Complete step-by-step solution:
We have the given 3-dimensional shape i.e. cylinder

Surface area of the cylinder is given by the formula;
Surface area of cylinder = area of the circular top + area of the circular bottom + area of the side
As we know that,
Area of circle = \[\pi {{r}^{2}}\]
Area of the side i.e. in rectangular form when we open it = \[length\times breadth\]
As we can see that the length is equal to the circumference of a circle.
Thus,
Area of the side i.e. in rectangular form when we open it = \[length\times breadth=2\pi r\times h\]
Therefore,
Surface area of cylinder = area of the circular top + area of the circular bottom + area of the side
\[\Rightarrow \pi {{r}^{2}}+\pi {{r}^{2}}+2\pi rh\]
\[\Rightarrow 2\pi {{r}^{2}}+2\pi rh\]
Surface area of the cylinder = \[2\pi {{r}^{2}}+2\pi rh\]
Now,
The volume of the cylinder is given by the formula;
Volume of a cylinder = \[\pi {{r}^{2}}h\]
So,
We have given the ratio of surface area of the cylinder to the volume of the cylinder;
\[\Rightarrow \dfrac{surface\ area\ of\ cylinder}{volume\ of\ cylinder}=\dfrac{2\pi {{r}^{2}}+2\pi rh}{\pi {{r}^{2}}h}\]
Here, ‘r’ is the radius of the cylinder and ‘h’ is the height of the cylinder.
Let take an example;
Suppose we have a cylinder of radius 6cm and height 12cm.
Then,
Surface area of the cylinder = \[2\pi {{r}^{2}}+2\pi rh=2\pi {{\left( 6 \right)}^{2}}+2\pi \times 6\times 12=72\pi +144\pi =216\pi \]
Therefore, the surface area of the cylinder is\[216\pi \].
Volume of the cylinder = \[\pi {{r}^{2}}h=\pi {{\left( 6 \right)}^{2}}\times 12=\pi \times 36\times 12=432\pi \]
Therefore, the volume of the cylinder is\[432\pi \].
Now,
The ratio of surface area of the cylinder to the volume of the cylinder;
\[\Rightarrow \dfrac{surface\ area\ of\ cylinder}{volume\ of\ cylinder}=\dfrac{2\pi {{r}^{2}}+2\pi rh}{\pi {{r}^{2}}h}=\dfrac{216\pi }{432\pi }=\dfrac{1}{2}\]

Therefore the ratio of surface area of the cylinder to the volume of the cylinder is \[\dfrac{1}{2}\].

Note: A cylinder is a three dimensional figure i.e. a figure that has length, breadth and the height.
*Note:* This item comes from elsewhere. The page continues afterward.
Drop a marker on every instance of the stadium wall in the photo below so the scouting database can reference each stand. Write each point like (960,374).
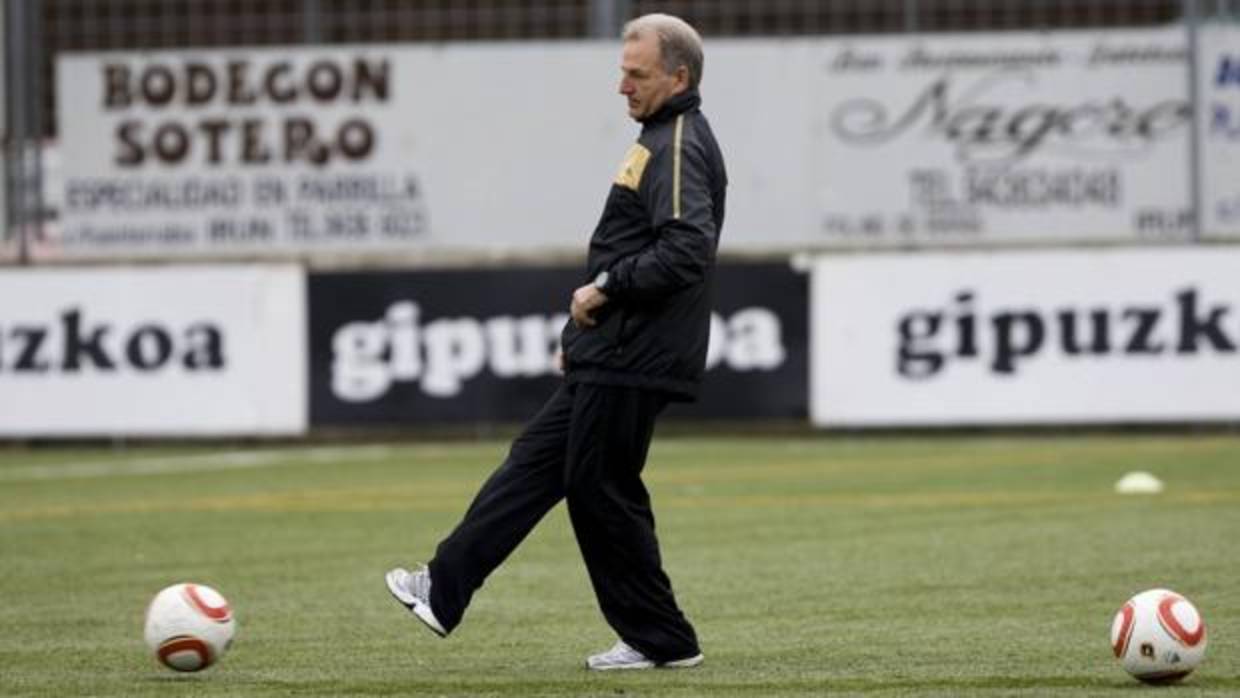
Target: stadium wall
(1019,217)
The key note is that the units for surface area would be \[c{{m}^{2}}\]or\[{{m}^{2}}\], whereas the units for the volume of the 3-D figure would be\[c{{m}^{3}}\ or\ {{m}^{3}}\]. To solve the question easily, do not put the value of \[\pi \]while calculating the ratio of surface area to volume as it will cancel out in the simplification and you will get the required ratio in an easy way as it will not complicate the answer.